I'm trying to write a Janus DB loader for my distributed application.  

I have "sub-graphs" which I can successfully load independently, per machine in my cluster.  I do this by using graph.addVertex and subsequently a loop of vertex.addEdge(otherVertex), for each vertex in my sub-graph.

However, I have a second kind of vertex, whose edges can refer to any other vertex on any other machine.  These effectively join my sub-graphs together.

JanusGraphVertices are not serializable, so i cant transport the vertices across machines.  Also I can't seem to find a nice way to fetch these vertices from Janus, from the already loaded sub-graphs.  Is there any way to do this nicely?

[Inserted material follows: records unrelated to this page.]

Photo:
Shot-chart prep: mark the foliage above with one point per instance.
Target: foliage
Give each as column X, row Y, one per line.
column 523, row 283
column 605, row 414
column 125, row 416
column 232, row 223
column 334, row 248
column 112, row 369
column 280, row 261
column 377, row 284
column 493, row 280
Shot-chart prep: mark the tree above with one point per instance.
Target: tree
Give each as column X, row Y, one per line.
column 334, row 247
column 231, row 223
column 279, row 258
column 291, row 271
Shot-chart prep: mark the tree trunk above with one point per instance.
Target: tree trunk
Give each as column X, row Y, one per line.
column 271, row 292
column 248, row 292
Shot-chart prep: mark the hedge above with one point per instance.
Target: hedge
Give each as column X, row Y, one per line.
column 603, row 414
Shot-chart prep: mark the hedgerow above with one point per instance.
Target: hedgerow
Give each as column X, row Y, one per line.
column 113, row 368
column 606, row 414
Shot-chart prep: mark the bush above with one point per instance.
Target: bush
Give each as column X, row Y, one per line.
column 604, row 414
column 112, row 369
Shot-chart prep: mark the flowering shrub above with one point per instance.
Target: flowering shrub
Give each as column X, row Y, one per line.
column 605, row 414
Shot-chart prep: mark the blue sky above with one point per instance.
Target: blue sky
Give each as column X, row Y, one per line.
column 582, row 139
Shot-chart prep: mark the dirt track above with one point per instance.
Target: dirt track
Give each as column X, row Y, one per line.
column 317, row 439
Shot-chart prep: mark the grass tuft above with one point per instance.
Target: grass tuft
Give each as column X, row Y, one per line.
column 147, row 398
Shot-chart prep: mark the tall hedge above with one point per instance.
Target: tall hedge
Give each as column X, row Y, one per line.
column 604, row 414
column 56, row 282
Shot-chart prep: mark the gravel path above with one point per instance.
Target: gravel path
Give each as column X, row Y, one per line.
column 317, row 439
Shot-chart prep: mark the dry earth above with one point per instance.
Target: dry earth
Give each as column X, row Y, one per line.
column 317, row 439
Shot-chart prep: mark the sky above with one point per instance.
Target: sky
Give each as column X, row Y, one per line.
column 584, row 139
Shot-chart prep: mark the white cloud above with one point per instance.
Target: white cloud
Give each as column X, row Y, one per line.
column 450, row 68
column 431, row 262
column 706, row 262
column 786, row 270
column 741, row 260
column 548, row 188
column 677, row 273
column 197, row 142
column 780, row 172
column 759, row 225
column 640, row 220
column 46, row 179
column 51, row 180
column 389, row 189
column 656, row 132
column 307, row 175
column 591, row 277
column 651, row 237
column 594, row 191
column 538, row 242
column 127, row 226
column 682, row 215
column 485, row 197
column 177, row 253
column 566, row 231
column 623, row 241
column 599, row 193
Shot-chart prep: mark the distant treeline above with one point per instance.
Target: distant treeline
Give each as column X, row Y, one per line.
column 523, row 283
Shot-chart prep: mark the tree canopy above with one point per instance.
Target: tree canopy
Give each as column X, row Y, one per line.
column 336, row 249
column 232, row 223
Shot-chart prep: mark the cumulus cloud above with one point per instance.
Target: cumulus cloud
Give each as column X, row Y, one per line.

I know I could probably write the entire graph out to HDFS and load to Janus with a bulk loader program.  However my application doesn't currently require Hadoop and i'd like to avoid this if possible!

Thanks in advance,
Rob


HadoopMarc <m.c.d...@...>
 

Hi Rob,

JanusGraph provides indices on properties. So you should be sure that you have an index declared on the property by which you want to identify your vertices. In that case, you can just retrieve the unknown vertex from the JanusGraph backend using an indexed query. This is not as fast as caching in JanuGraph itself, but I also do not see a way to realize that.

Cheers,    Marc

Op maandag 6 maart 2017 17:03:24 UTC+1 schreef Rob Keevil:

I'm trying to write a Janus DB loader for my distributed application.  

I have "sub-graphs" which I can successfully load independently, per machine in my cluster.  I do this by using graph.addVertex and subsequently a loop of vertex.addEdge(otherVertex), for each vertex in my sub-graph.

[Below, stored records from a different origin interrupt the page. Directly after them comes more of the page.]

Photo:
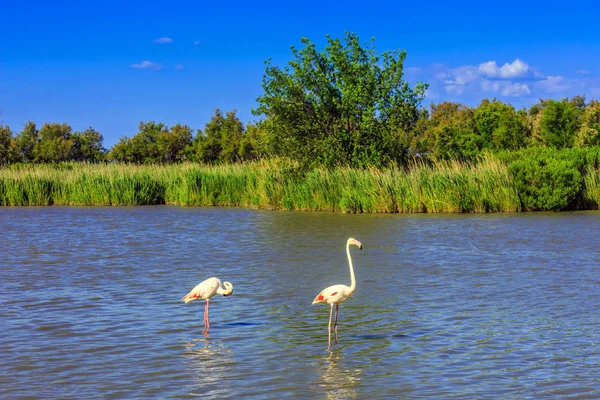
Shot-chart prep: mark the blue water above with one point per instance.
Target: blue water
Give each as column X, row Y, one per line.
column 446, row 306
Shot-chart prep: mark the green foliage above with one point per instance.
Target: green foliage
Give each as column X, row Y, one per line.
column 275, row 184
column 6, row 139
column 500, row 126
column 547, row 179
column 25, row 143
column 173, row 143
column 589, row 132
column 55, row 143
column 221, row 140
column 451, row 132
column 558, row 123
column 87, row 146
column 345, row 105
column 154, row 143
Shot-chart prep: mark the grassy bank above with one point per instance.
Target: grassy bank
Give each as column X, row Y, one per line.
column 440, row 187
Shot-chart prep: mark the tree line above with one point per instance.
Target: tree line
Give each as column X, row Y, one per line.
column 343, row 105
column 447, row 130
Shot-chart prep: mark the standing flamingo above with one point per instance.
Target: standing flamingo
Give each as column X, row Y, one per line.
column 205, row 291
column 338, row 293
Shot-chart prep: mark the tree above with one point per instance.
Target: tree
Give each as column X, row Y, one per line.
column 172, row 143
column 221, row 139
column 55, row 143
column 500, row 126
column 122, row 151
column 87, row 146
column 589, row 132
column 451, row 132
column 6, row 138
column 557, row 122
column 25, row 143
column 345, row 105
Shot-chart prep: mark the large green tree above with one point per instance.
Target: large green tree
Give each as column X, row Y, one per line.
column 55, row 143
column 6, row 139
column 344, row 105
column 556, row 122
column 87, row 146
column 172, row 143
column 589, row 131
column 26, row 141
column 500, row 125
column 222, row 139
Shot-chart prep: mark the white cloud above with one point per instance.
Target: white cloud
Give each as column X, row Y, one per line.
column 515, row 89
column 516, row 69
column 490, row 86
column 554, row 84
column 506, row 88
column 431, row 94
column 146, row 65
column 164, row 40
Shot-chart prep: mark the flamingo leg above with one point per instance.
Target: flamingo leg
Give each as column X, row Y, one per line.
column 329, row 328
column 207, row 318
column 206, row 323
column 337, row 306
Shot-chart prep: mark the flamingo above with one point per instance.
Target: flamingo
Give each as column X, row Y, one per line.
column 205, row 290
column 338, row 293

However, I have a second kind of vertex, whose edges can refer to any other vertex on any other machine.  These effectively join my sub-graphs together.

JanusGraphVertices are not serializable, so i cant transport the vertices across machines.  Also I can't seem to find a nice way to fetch these vertices from Janus, from the already loaded sub-graphs.  Is there any way to do this nicely?

I know I could probably write the entire graph out to HDFS and load to Janus with a bulk loader program.  However my application doesn't currently require Hadoop and i'd like to avoid this if possible!

Thanks in advance,
Rob


robk...@...
 

Thanks, this worked perfectly.  The JanusGraphTransaction object also has a getVertices method which allows me to fetch them by ID.  Performance seems pretty good on the small set of data I have, ill retest shortly with a larger set.